Data Cleaning with Python Pandas
Details
Do you work with tabular data? Learn how to clean, prepare, and organise datasets properly in Python.
Data Cleaning with Python Pandas
Working with real data means dealing with missing values, errors, duplicates, and inconsistent formats. Before any analysis or machine learning, data must be cleaned and prepared properly. Data cleaning is one of the most important and time-consuming tasks in data work.
This session gives a clear and practical introduction to data cleaning using Python and Pandas. It focuses on common real-world problems and shows simple, correct ways to fix them.
Who is this for?
Students, developers, and anyone who works with data and needs to clean and prepare datasets using Python. This session is useful if you work with messy files such as CSV or Excel, want to understand how Pandas handles missing or incorrect data, and want to build reliable data analysis pipelines.
Who is leading the session?
The session is led by Dr. Stelios Sotiriadis, CEO of Warestack and Associate Professor and MSc Programme Director at Birkbeck, University of London.
He works in data processing, distributed systems, cloud computing, and Python-based analytics.
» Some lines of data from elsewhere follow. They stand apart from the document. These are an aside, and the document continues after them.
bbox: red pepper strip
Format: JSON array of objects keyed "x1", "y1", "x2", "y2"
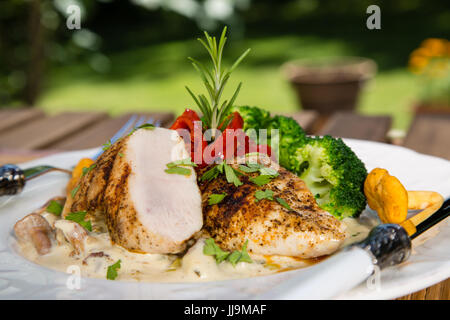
[{"x1": 170, "y1": 109, "x2": 207, "y2": 167}]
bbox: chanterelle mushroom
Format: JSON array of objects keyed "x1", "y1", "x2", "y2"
[{"x1": 14, "y1": 213, "x2": 54, "y2": 255}]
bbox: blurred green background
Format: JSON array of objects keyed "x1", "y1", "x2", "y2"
[{"x1": 1, "y1": 0, "x2": 449, "y2": 130}]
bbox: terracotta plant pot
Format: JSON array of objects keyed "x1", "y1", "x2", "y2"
[{"x1": 283, "y1": 57, "x2": 377, "y2": 114}]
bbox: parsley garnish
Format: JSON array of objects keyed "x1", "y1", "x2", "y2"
[
  {"x1": 118, "y1": 152, "x2": 124, "y2": 157},
  {"x1": 276, "y1": 197, "x2": 292, "y2": 211},
  {"x1": 70, "y1": 185, "x2": 80, "y2": 198},
  {"x1": 227, "y1": 240, "x2": 252, "y2": 266},
  {"x1": 249, "y1": 175, "x2": 275, "y2": 186},
  {"x1": 106, "y1": 259, "x2": 121, "y2": 280},
  {"x1": 81, "y1": 163, "x2": 96, "y2": 177},
  {"x1": 128, "y1": 123, "x2": 155, "y2": 136},
  {"x1": 200, "y1": 162, "x2": 242, "y2": 187},
  {"x1": 203, "y1": 238, "x2": 230, "y2": 263},
  {"x1": 65, "y1": 211, "x2": 92, "y2": 231},
  {"x1": 46, "y1": 200, "x2": 63, "y2": 216},
  {"x1": 208, "y1": 193, "x2": 227, "y2": 205},
  {"x1": 164, "y1": 166, "x2": 192, "y2": 176},
  {"x1": 255, "y1": 189, "x2": 274, "y2": 202},
  {"x1": 203, "y1": 238, "x2": 253, "y2": 266},
  {"x1": 166, "y1": 159, "x2": 197, "y2": 168},
  {"x1": 224, "y1": 163, "x2": 243, "y2": 187},
  {"x1": 102, "y1": 140, "x2": 112, "y2": 151},
  {"x1": 164, "y1": 158, "x2": 196, "y2": 176}
]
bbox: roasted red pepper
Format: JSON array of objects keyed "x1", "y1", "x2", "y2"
[
  {"x1": 171, "y1": 109, "x2": 273, "y2": 166},
  {"x1": 170, "y1": 109, "x2": 207, "y2": 167}
]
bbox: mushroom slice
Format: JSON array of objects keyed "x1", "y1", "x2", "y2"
[
  {"x1": 54, "y1": 220, "x2": 88, "y2": 255},
  {"x1": 14, "y1": 213, "x2": 54, "y2": 255}
]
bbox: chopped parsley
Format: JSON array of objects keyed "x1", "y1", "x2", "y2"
[
  {"x1": 128, "y1": 123, "x2": 155, "y2": 136},
  {"x1": 164, "y1": 166, "x2": 192, "y2": 176},
  {"x1": 276, "y1": 197, "x2": 292, "y2": 211},
  {"x1": 201, "y1": 162, "x2": 242, "y2": 187},
  {"x1": 203, "y1": 238, "x2": 253, "y2": 266},
  {"x1": 81, "y1": 164, "x2": 96, "y2": 177},
  {"x1": 164, "y1": 158, "x2": 196, "y2": 176},
  {"x1": 227, "y1": 240, "x2": 253, "y2": 266},
  {"x1": 208, "y1": 193, "x2": 227, "y2": 205},
  {"x1": 65, "y1": 211, "x2": 92, "y2": 232},
  {"x1": 255, "y1": 189, "x2": 274, "y2": 202},
  {"x1": 102, "y1": 140, "x2": 112, "y2": 151},
  {"x1": 70, "y1": 185, "x2": 80, "y2": 198},
  {"x1": 118, "y1": 152, "x2": 124, "y2": 157},
  {"x1": 249, "y1": 175, "x2": 275, "y2": 186},
  {"x1": 203, "y1": 238, "x2": 230, "y2": 263},
  {"x1": 166, "y1": 159, "x2": 197, "y2": 168},
  {"x1": 106, "y1": 259, "x2": 121, "y2": 280},
  {"x1": 224, "y1": 163, "x2": 243, "y2": 187},
  {"x1": 46, "y1": 200, "x2": 63, "y2": 216}
]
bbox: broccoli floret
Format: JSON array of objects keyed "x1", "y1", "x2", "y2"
[
  {"x1": 266, "y1": 115, "x2": 307, "y2": 169},
  {"x1": 230, "y1": 105, "x2": 272, "y2": 132},
  {"x1": 292, "y1": 135, "x2": 367, "y2": 219}
]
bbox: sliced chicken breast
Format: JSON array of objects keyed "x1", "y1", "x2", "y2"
[
  {"x1": 69, "y1": 127, "x2": 203, "y2": 254},
  {"x1": 197, "y1": 155, "x2": 347, "y2": 258}
]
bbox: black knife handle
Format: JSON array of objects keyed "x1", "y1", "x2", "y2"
[
  {"x1": 0, "y1": 164, "x2": 25, "y2": 196},
  {"x1": 354, "y1": 224, "x2": 411, "y2": 269}
]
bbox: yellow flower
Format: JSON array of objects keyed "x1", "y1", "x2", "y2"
[{"x1": 421, "y1": 38, "x2": 448, "y2": 57}]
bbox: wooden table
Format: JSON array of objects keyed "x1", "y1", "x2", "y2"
[{"x1": 0, "y1": 108, "x2": 448, "y2": 300}]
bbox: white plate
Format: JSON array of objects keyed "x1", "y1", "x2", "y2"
[{"x1": 0, "y1": 139, "x2": 449, "y2": 300}]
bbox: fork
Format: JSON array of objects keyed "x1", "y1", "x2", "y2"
[{"x1": 0, "y1": 114, "x2": 159, "y2": 196}]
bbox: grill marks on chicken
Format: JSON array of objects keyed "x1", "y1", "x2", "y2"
[
  {"x1": 198, "y1": 158, "x2": 347, "y2": 258},
  {"x1": 68, "y1": 128, "x2": 203, "y2": 254}
]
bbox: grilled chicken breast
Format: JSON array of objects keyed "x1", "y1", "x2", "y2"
[
  {"x1": 198, "y1": 155, "x2": 347, "y2": 258},
  {"x1": 67, "y1": 127, "x2": 203, "y2": 254}
]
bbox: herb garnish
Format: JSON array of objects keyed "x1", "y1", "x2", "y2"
[
  {"x1": 164, "y1": 158, "x2": 196, "y2": 176},
  {"x1": 201, "y1": 162, "x2": 242, "y2": 187},
  {"x1": 128, "y1": 123, "x2": 155, "y2": 136},
  {"x1": 164, "y1": 166, "x2": 192, "y2": 176},
  {"x1": 70, "y1": 185, "x2": 80, "y2": 198},
  {"x1": 46, "y1": 200, "x2": 63, "y2": 216},
  {"x1": 255, "y1": 189, "x2": 274, "y2": 202},
  {"x1": 106, "y1": 259, "x2": 121, "y2": 280},
  {"x1": 203, "y1": 238, "x2": 252, "y2": 266},
  {"x1": 102, "y1": 140, "x2": 112, "y2": 151},
  {"x1": 276, "y1": 197, "x2": 292, "y2": 211},
  {"x1": 249, "y1": 175, "x2": 274, "y2": 186},
  {"x1": 203, "y1": 238, "x2": 230, "y2": 263},
  {"x1": 81, "y1": 163, "x2": 96, "y2": 177},
  {"x1": 186, "y1": 26, "x2": 250, "y2": 139},
  {"x1": 65, "y1": 211, "x2": 92, "y2": 231},
  {"x1": 208, "y1": 193, "x2": 227, "y2": 205}
]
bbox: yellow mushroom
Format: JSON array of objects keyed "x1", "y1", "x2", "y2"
[
  {"x1": 364, "y1": 168, "x2": 408, "y2": 224},
  {"x1": 364, "y1": 168, "x2": 444, "y2": 236}
]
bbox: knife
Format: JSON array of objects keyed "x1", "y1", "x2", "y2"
[{"x1": 257, "y1": 198, "x2": 450, "y2": 300}]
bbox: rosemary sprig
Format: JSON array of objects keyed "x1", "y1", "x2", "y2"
[{"x1": 186, "y1": 26, "x2": 250, "y2": 139}]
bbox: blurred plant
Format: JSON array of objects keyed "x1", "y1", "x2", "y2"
[{"x1": 408, "y1": 38, "x2": 450, "y2": 106}]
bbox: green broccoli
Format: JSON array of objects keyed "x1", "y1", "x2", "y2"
[
  {"x1": 231, "y1": 106, "x2": 367, "y2": 218},
  {"x1": 290, "y1": 135, "x2": 367, "y2": 219}
]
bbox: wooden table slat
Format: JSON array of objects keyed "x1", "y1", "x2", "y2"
[
  {"x1": 50, "y1": 112, "x2": 174, "y2": 150},
  {"x1": 318, "y1": 112, "x2": 392, "y2": 142},
  {"x1": 0, "y1": 112, "x2": 108, "y2": 150},
  {"x1": 403, "y1": 113, "x2": 450, "y2": 160},
  {"x1": 0, "y1": 108, "x2": 45, "y2": 133}
]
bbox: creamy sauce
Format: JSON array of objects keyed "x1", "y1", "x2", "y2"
[{"x1": 16, "y1": 209, "x2": 377, "y2": 282}]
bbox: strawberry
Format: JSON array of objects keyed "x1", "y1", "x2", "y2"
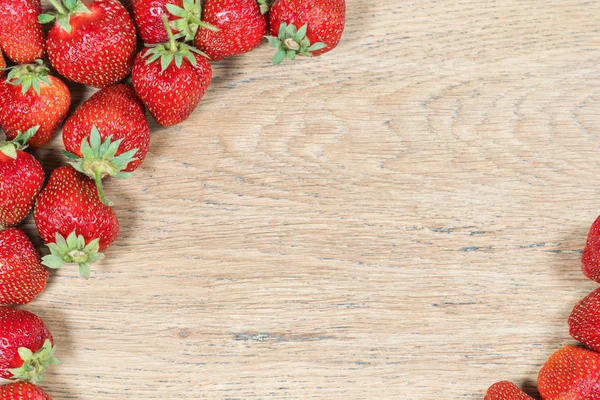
[
  {"x1": 0, "y1": 229, "x2": 48, "y2": 305},
  {"x1": 0, "y1": 61, "x2": 71, "y2": 148},
  {"x1": 132, "y1": 15, "x2": 212, "y2": 126},
  {"x1": 62, "y1": 84, "x2": 150, "y2": 205},
  {"x1": 583, "y1": 215, "x2": 600, "y2": 283},
  {"x1": 0, "y1": 49, "x2": 6, "y2": 73},
  {"x1": 133, "y1": 0, "x2": 217, "y2": 44},
  {"x1": 41, "y1": 0, "x2": 137, "y2": 88},
  {"x1": 34, "y1": 166, "x2": 120, "y2": 279},
  {"x1": 0, "y1": 382, "x2": 52, "y2": 400},
  {"x1": 538, "y1": 345, "x2": 600, "y2": 399},
  {"x1": 194, "y1": 0, "x2": 267, "y2": 61},
  {"x1": 266, "y1": 0, "x2": 345, "y2": 64},
  {"x1": 0, "y1": 127, "x2": 45, "y2": 227},
  {"x1": 569, "y1": 288, "x2": 600, "y2": 352},
  {"x1": 0, "y1": 0, "x2": 45, "y2": 63},
  {"x1": 484, "y1": 381, "x2": 534, "y2": 400},
  {"x1": 0, "y1": 307, "x2": 59, "y2": 382}
]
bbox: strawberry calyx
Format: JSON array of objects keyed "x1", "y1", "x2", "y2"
[
  {"x1": 257, "y1": 0, "x2": 270, "y2": 14},
  {"x1": 63, "y1": 126, "x2": 138, "y2": 206},
  {"x1": 7, "y1": 339, "x2": 60, "y2": 383},
  {"x1": 166, "y1": 0, "x2": 218, "y2": 42},
  {"x1": 266, "y1": 23, "x2": 327, "y2": 65},
  {"x1": 3, "y1": 60, "x2": 52, "y2": 96},
  {"x1": 0, "y1": 126, "x2": 40, "y2": 159},
  {"x1": 42, "y1": 231, "x2": 105, "y2": 279},
  {"x1": 39, "y1": 0, "x2": 93, "y2": 34},
  {"x1": 143, "y1": 15, "x2": 210, "y2": 72}
]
He holds a PhD from the University of Derby, completed a postdoctoral fellowship at the University of Toronto, and has worked with Huawei, IBM, Autodesk, and several startups. Since 2018, he has been teaching at Birkbeck and founded Warestack in 2021.
What we will cover
This is a hands-on introduction with real examples and short exercises. Topics include loading data with Pandas, inspecting datasets, handling missing values, fixing data types, removing duplicates, cleaning text data, filtering and transforming columns, combining datasets, and common data cleaning mistakes to avoid.
Requirements
A laptop with Python installed (Windows, macOS, or Linux), Visual Studio Code, and Python pip. Lab computers can be used if needed.
Format
A 1.5-hour live session with short explanations, live coding, and guided exercises. The session runs in person, with streaming available for remote participants.
Prerequisites
Basic to intermediate Python knowledge, including functions, loops, and basic data structures. Some familiarity with Pandas is helpful but not required.